On Reality Winner

Last night’s 60 Minutes segment hit all the notes: Winner’s service, her awards, even her moral injury; ” I was starting to see in the news that our mission had a very high civilian casualty rating,” she told Scott Pelley. Winner was honest about what imprisonment did to her and clear about why she broke the law; the segment notes that as the they were locking her up, her government was alerting elections officials of what overseas actors were doing, and that what she did. “Two former officials told us, Reality Winner helped secure the 2018 midterm election.” And the 2020, no doubt.

Correspondent Scott Pelley does that offhand “Of course, one airman can’t decide if something should be classified,” a military reporter’s signal that the powerful can trust him. But he mostly let Reality and their mom speak their truths, to the extent they can while Reality is still under strict probation.

I’d stopped writing about Winner here for a number of reasons; She refused me as an email contact and never responded to the paper letter I sent, under orders to avoid interviews as much as possible. Did she really need another blog post about her, by someone she didn’t know or trust?

Also, writing about her more than I have would be to write about prison conditions, a topic I’m passionate about but usually leave to writers with more authority. I’ve followed the Stand With Reality movement closely, and was thrilled when they finally released her to home confinement earlier this year. I certainly agree with them that President Biden owes her a pardon, and maybe a Medal of Honor.

I’ll write more about the 60 Minutes interview later; the revelations are multiple. But for right now, I want to honor the young woman whose story I had to include in Ain’t Marching, and note the super-sharp contrast with the dissenting veterans (the wrong kind) more often in the news.

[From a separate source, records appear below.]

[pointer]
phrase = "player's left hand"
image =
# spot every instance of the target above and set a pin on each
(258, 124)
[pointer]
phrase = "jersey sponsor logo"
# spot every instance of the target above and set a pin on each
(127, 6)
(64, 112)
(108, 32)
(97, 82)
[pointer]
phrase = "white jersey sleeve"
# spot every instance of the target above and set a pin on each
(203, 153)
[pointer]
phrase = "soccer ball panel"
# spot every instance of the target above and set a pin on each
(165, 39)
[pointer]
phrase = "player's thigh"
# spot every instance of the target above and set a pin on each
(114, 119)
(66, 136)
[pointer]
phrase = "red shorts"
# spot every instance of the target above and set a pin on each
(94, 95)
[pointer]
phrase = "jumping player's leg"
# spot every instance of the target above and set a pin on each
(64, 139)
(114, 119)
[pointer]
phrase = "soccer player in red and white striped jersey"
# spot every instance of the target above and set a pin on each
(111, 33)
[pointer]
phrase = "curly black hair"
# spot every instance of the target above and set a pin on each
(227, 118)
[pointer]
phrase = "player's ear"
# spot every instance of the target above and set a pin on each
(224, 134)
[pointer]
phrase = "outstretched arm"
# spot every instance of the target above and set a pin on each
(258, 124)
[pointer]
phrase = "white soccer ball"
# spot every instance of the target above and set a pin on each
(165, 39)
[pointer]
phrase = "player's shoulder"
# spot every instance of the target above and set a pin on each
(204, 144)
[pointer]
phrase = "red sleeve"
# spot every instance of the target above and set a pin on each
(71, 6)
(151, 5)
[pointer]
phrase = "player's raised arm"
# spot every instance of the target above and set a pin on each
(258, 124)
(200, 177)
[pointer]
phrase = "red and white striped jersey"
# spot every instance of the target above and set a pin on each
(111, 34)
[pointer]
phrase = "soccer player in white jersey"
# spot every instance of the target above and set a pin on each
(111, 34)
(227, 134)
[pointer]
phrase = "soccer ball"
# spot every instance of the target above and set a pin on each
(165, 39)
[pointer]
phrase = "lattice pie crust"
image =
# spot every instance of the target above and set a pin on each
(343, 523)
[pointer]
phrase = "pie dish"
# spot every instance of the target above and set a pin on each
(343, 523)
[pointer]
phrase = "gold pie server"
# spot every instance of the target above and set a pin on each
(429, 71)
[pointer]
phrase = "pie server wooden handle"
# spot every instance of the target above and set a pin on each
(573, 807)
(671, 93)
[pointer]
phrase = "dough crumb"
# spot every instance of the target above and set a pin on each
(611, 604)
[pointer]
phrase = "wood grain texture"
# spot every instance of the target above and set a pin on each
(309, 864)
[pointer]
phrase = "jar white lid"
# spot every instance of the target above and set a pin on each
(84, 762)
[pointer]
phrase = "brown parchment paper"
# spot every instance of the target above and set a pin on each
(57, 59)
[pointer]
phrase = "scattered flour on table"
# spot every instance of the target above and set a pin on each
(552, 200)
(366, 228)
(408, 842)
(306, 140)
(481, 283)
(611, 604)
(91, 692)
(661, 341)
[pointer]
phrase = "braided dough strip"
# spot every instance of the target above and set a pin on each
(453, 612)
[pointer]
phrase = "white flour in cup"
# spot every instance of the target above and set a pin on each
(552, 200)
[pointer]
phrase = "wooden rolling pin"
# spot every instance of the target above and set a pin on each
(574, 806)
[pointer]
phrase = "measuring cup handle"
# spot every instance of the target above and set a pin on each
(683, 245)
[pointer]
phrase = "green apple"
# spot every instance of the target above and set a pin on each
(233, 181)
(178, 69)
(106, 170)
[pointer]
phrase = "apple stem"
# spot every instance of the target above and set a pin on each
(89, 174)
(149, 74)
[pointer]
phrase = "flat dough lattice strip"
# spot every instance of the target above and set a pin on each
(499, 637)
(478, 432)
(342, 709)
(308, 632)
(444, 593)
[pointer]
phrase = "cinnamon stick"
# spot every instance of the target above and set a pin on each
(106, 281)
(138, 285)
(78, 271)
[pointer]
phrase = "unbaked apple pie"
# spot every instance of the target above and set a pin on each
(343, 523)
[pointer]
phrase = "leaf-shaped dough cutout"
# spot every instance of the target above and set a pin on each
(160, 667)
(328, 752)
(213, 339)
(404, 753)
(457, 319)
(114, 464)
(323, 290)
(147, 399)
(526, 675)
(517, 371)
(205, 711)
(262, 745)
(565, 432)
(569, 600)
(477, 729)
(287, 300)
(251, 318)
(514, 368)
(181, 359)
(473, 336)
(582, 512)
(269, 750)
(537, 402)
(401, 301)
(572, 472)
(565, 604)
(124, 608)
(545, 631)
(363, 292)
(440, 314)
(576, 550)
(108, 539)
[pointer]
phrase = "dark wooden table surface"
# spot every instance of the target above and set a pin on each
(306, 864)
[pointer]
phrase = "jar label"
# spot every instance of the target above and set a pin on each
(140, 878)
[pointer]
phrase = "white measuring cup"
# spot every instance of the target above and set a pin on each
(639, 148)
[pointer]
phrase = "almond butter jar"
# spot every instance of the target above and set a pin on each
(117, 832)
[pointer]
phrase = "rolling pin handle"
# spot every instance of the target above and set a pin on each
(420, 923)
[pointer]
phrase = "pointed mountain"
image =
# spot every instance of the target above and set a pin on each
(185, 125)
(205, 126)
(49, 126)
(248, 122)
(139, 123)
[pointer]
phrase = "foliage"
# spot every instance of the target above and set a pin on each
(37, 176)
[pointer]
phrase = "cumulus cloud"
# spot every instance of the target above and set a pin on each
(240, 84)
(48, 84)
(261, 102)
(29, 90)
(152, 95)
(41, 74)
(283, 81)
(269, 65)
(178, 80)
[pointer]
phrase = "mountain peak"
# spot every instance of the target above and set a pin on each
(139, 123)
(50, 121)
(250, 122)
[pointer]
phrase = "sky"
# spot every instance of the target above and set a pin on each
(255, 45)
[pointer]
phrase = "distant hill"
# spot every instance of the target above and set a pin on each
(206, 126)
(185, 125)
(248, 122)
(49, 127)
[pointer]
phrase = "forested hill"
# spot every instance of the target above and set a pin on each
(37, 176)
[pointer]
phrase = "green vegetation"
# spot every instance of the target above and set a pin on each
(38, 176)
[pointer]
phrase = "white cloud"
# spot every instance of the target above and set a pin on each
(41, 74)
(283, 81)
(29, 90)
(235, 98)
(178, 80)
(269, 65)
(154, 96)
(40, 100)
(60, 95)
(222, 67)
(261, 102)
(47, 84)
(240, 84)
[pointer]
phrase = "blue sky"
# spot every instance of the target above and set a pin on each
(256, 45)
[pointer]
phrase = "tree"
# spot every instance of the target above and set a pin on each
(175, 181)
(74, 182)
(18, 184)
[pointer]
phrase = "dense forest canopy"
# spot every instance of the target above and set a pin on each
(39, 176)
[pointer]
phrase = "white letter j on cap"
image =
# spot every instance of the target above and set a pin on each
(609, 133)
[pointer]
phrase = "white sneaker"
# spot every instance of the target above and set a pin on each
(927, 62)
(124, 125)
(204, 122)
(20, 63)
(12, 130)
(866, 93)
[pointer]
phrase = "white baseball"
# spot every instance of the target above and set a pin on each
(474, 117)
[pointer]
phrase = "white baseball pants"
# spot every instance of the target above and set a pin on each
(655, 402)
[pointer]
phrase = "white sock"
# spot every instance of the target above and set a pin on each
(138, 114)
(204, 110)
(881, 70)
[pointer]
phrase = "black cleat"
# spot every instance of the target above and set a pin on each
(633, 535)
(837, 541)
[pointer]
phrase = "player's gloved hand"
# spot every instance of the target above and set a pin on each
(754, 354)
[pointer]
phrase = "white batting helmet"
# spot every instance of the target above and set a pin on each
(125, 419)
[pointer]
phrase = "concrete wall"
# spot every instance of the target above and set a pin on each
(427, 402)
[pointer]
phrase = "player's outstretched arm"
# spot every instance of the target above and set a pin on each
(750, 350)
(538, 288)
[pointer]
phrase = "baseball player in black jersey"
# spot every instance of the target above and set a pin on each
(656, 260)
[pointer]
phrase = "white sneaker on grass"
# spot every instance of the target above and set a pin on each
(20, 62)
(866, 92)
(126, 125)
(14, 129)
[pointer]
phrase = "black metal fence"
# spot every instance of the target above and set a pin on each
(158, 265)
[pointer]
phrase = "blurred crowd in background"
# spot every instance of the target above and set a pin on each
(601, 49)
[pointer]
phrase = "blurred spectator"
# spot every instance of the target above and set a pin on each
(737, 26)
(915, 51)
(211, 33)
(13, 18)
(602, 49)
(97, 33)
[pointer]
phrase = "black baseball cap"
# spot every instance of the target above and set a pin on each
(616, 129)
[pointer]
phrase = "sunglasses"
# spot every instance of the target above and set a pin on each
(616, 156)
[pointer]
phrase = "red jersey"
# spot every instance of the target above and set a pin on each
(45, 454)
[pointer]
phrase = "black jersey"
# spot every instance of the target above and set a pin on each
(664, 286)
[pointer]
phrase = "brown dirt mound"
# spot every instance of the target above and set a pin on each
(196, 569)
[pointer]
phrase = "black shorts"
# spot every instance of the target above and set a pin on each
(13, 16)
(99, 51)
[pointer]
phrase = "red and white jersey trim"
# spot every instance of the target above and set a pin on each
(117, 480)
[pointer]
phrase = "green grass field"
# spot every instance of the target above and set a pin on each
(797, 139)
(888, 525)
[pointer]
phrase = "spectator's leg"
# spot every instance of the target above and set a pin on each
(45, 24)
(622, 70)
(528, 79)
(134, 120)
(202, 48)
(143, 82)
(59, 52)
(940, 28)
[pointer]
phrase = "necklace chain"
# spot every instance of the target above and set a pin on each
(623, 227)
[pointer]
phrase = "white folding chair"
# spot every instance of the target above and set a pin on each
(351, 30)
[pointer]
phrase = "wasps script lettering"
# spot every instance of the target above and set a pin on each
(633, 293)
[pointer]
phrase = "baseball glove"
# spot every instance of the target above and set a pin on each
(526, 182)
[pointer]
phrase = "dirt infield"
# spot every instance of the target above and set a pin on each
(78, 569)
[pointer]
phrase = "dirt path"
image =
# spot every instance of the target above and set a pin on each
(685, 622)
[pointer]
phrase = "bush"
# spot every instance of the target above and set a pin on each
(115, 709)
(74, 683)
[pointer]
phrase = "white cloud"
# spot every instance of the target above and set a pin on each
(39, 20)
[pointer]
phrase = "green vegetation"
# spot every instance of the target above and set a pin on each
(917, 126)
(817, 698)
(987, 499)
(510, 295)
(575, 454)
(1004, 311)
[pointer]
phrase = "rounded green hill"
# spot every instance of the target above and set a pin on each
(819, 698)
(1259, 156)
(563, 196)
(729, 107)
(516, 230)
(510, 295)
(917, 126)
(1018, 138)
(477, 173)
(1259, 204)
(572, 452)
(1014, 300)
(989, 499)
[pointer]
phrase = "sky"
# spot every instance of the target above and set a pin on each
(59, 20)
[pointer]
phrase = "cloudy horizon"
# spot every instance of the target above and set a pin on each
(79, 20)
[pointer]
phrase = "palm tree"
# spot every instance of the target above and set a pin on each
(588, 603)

The last scene narrated in my book is super-brief: a vigil in front of the White House on June 3, 2019, the second anniversary of the arrest of Reality Leigh Winner. “Billie Winner-Davis held vigil in front of the White House, bolstered by dissenting-soldier supporters seasoned from the Manning fight. ‘Chelsea Manning is also behind bars!’ shouted Medea Benjamin, director of the peace organization Code Pink.” The rest, below, started by noting the administration that trapped and tortured her:

The Trump administration has intensified the previous administration’s strategies, with airstrikes against targets from Syria to Afghanistan and a further-intensified crackdown on leakers. And one the first casualties of the latter was Air Force linguist Reality Leigh Winner.

I go on to tell the rest of her story, braiding it (as I have on this blog) with those of Manning and Snowden and other whistleblowers. I actually pasted it in this post originally, but that made it too unwieldy; you can find it on pp. 247-249 of the book. (It’s in more than 300 libraries, if you’re not in a bookbuying mode.)

But I can’t find a starker contrast than that between this young woman, who lost nearly everything to help her country, and the #Jan6 veterans, who whine about being in jail for their part in an actual coup. As the anniversary of the Capitol attack approaches, I’m thinking and will be writing more about those contrasts.

Published by chrislombardi

Journalist, novelist, educator.

2 thoughts on “On Reality Winner

  1. Where is the index for the book Ain’t Marching? The page says see below, but alas, it seems not to be there.

    1. Thank you for asking. The index became a casualty of the pandemic, and two years after publication there’s been little demand for it. Should I try to get one anyway?